Las obras que censuró Cervantes sin nombrar sus autores, casi todos coetáneos suyos, son muchísimas. Me contentaré con apuntar algunos ejemplos.

Hablando de la traducción que hizo de Ludovico Ariosto, don Gerónimo de Urrea, la cual salió a luz en León de Francia, impresa en 4º por Guillermo Roville, año 1556 dice en nombre del cura:

Le perdonáramos al señor capitán, que no le hubiera traído a España, y hecho castellano, que le quitó mucho de su natural valor. Y lo mismo harán todos aquellos que los libros de verso quisieren volver en otra lengua, que por mucho cuidado que pongan y habilidad que muestren, jamás llegarán al punto que ellos tienen en su primer nacimiento [134].


De donde puede inferirse cuanto más insípidas serán las dos traducciones que hicieron en prosa y publicaron dos toledanos, el uno Fernando de Alcocer, año 1510, el otro Diego Vázquez de Contreras, año 1585. Entrambos tan malos como fieles intérpretes de la letra de Ariosto.

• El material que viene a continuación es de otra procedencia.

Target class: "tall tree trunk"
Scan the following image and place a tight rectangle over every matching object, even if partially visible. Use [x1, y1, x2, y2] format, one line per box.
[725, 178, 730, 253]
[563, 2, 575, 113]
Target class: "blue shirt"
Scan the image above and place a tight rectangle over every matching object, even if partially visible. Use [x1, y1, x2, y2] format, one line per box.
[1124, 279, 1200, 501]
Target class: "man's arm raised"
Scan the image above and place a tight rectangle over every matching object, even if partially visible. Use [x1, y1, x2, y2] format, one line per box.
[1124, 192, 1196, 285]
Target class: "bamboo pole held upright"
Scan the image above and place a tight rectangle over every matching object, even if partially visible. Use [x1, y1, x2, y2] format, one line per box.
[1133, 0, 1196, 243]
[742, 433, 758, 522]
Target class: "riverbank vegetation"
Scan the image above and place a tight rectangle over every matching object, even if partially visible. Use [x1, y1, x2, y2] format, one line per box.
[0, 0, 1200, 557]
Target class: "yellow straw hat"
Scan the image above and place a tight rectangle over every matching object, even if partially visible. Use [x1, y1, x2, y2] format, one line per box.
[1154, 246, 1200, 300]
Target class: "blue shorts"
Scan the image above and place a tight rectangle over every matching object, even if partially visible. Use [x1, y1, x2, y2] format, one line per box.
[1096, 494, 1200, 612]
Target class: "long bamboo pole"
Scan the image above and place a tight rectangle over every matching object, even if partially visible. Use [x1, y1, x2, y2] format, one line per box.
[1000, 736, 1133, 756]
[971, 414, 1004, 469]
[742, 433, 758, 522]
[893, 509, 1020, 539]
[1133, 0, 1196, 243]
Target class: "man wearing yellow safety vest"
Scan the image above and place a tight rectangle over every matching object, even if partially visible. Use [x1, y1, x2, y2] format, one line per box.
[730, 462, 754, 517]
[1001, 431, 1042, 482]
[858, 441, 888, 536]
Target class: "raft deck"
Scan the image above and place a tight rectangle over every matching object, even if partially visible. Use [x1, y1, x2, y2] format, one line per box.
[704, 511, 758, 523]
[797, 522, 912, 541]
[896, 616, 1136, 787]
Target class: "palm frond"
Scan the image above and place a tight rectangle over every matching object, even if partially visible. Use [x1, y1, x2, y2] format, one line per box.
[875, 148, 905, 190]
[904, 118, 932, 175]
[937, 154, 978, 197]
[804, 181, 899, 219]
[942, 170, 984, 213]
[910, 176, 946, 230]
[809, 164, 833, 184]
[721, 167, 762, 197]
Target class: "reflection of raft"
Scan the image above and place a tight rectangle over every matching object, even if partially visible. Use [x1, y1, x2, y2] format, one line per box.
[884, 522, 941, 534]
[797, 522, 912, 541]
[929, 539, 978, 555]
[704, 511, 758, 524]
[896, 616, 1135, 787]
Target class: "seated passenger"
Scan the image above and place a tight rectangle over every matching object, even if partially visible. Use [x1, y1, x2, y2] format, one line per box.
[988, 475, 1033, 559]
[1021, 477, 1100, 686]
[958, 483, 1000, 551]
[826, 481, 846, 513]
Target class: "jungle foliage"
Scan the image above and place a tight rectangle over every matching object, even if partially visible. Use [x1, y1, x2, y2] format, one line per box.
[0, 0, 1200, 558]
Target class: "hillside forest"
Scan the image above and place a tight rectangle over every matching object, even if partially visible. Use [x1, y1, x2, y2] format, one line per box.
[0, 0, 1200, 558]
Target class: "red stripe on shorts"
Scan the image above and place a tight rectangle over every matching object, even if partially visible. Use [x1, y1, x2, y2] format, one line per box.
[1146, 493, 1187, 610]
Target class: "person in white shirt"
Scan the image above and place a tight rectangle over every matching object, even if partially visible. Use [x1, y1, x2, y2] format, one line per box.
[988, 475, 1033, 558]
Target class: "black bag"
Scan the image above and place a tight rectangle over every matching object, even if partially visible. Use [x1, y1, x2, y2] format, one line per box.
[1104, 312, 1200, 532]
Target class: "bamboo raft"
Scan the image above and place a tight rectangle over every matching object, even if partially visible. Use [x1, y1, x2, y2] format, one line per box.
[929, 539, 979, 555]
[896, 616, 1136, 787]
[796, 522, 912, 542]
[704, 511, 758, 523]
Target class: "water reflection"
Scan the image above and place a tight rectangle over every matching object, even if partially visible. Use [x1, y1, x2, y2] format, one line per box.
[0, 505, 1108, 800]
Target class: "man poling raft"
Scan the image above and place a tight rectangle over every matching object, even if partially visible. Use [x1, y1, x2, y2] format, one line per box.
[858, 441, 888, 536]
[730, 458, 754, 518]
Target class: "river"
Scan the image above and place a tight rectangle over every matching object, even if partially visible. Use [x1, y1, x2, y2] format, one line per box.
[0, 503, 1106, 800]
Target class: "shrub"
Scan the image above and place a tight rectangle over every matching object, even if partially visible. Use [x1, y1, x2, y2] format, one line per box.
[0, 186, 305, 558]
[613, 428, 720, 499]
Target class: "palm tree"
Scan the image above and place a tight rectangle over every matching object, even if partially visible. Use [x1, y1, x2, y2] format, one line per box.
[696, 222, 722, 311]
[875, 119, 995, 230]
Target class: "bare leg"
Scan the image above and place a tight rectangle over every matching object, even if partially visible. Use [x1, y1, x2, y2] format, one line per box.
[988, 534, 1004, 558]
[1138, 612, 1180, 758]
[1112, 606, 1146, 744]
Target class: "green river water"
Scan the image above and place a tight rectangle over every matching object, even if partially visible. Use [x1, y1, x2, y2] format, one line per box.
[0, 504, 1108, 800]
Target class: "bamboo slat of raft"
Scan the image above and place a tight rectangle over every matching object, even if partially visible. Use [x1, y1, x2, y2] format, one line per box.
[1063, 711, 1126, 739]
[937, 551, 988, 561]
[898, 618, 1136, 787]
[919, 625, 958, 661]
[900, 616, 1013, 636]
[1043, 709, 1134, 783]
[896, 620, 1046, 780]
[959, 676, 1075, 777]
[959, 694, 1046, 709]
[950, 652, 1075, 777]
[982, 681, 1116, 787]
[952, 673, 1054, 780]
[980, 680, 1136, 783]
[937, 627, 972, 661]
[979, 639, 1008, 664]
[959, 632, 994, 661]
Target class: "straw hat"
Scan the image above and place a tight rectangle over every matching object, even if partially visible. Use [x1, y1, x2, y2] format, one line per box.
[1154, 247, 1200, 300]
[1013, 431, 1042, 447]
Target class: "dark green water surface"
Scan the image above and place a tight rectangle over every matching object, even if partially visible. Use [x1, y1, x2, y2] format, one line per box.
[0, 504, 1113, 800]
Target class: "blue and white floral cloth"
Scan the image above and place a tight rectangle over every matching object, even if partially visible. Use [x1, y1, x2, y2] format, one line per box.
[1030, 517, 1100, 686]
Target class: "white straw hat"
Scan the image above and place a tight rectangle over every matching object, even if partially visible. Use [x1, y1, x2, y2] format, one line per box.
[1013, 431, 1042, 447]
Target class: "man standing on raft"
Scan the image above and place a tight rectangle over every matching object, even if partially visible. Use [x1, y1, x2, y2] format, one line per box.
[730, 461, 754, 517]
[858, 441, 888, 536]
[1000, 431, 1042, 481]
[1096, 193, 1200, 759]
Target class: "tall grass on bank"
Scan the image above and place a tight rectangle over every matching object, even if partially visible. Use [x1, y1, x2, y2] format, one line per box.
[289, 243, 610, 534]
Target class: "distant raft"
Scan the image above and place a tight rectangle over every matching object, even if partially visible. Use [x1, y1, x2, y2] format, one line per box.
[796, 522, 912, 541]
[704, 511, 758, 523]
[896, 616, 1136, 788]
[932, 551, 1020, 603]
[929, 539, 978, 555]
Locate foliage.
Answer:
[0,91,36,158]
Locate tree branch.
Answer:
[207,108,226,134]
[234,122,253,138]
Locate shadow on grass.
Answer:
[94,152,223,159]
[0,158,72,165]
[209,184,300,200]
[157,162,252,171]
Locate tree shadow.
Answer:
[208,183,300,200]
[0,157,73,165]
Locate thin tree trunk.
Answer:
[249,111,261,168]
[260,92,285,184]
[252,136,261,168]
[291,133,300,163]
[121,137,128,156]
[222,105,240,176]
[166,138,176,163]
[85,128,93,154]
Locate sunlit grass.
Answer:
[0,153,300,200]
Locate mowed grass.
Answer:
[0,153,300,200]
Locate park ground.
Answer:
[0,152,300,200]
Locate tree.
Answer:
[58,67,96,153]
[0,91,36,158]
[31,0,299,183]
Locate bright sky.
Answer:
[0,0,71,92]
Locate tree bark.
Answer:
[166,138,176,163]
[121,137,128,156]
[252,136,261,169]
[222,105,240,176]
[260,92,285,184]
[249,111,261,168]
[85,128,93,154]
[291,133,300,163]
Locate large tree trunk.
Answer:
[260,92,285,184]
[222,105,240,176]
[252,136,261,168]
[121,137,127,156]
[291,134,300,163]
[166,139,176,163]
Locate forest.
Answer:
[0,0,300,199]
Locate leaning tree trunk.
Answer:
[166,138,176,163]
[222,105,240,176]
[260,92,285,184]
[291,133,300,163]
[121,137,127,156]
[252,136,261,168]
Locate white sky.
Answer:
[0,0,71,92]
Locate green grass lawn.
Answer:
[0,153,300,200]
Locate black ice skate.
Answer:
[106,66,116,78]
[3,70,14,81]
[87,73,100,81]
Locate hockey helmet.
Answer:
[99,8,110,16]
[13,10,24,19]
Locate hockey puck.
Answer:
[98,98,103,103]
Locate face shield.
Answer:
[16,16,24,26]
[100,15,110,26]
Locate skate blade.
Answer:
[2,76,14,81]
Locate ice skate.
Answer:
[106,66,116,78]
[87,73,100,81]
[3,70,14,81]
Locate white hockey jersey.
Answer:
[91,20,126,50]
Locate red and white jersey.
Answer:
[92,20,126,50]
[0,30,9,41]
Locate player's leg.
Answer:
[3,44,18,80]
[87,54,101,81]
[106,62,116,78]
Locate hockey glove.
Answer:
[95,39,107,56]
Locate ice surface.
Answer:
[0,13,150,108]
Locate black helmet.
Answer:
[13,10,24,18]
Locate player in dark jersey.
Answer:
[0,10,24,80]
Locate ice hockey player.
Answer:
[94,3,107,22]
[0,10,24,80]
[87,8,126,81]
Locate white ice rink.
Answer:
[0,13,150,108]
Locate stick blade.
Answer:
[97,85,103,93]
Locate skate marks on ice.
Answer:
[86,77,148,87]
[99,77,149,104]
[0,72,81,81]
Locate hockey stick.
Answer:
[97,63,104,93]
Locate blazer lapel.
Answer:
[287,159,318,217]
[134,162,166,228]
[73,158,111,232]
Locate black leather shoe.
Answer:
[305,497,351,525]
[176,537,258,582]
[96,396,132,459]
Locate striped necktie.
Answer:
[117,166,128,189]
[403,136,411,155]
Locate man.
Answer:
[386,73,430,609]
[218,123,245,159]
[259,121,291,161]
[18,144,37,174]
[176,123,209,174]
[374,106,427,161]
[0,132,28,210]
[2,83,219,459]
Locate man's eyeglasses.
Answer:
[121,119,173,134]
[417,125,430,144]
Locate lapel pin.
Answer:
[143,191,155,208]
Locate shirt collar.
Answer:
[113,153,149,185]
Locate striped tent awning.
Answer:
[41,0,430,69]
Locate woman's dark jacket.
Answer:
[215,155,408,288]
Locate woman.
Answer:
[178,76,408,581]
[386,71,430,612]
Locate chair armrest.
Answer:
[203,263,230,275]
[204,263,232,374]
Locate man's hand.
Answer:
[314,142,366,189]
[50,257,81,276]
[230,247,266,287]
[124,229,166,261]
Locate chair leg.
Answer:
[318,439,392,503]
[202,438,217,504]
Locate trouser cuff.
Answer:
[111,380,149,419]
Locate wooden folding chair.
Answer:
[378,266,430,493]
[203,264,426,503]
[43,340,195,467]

Más adelante, hablando el cura de las tres Dianas, es, a saber, de la de Jorge de Montemayor, que tiene primera y segunda parte, publicada en Madrid por Luis Sánchez, año 1545 en 12 de la de Alfonso Pérez, doctor en Medicina, conocido por el nombre de Salmantino, la cual salió a luz en Alcalá año 1564 en 8, y de la de Gaspar Gil Polo, impresa en Valencia año 1564 hablando, digo, el cura de las tres Dianas, dice así:

—Y pues comenzamos por la Diana de Montemayor, soy de parecer que no se queme, sino que se le quite todo aquello que trata de la sabia Felicia y del agua encantada y casi todos versos mayores y quédele en hora buena la prosa y la honra de ser primero en semejantes libros. Esta que se sigue, dijo el barbero, es La Diana, llamada Segunda del Salmantino, y este otro que tiene el mismo nombre, cuyo autor es Gil Polo.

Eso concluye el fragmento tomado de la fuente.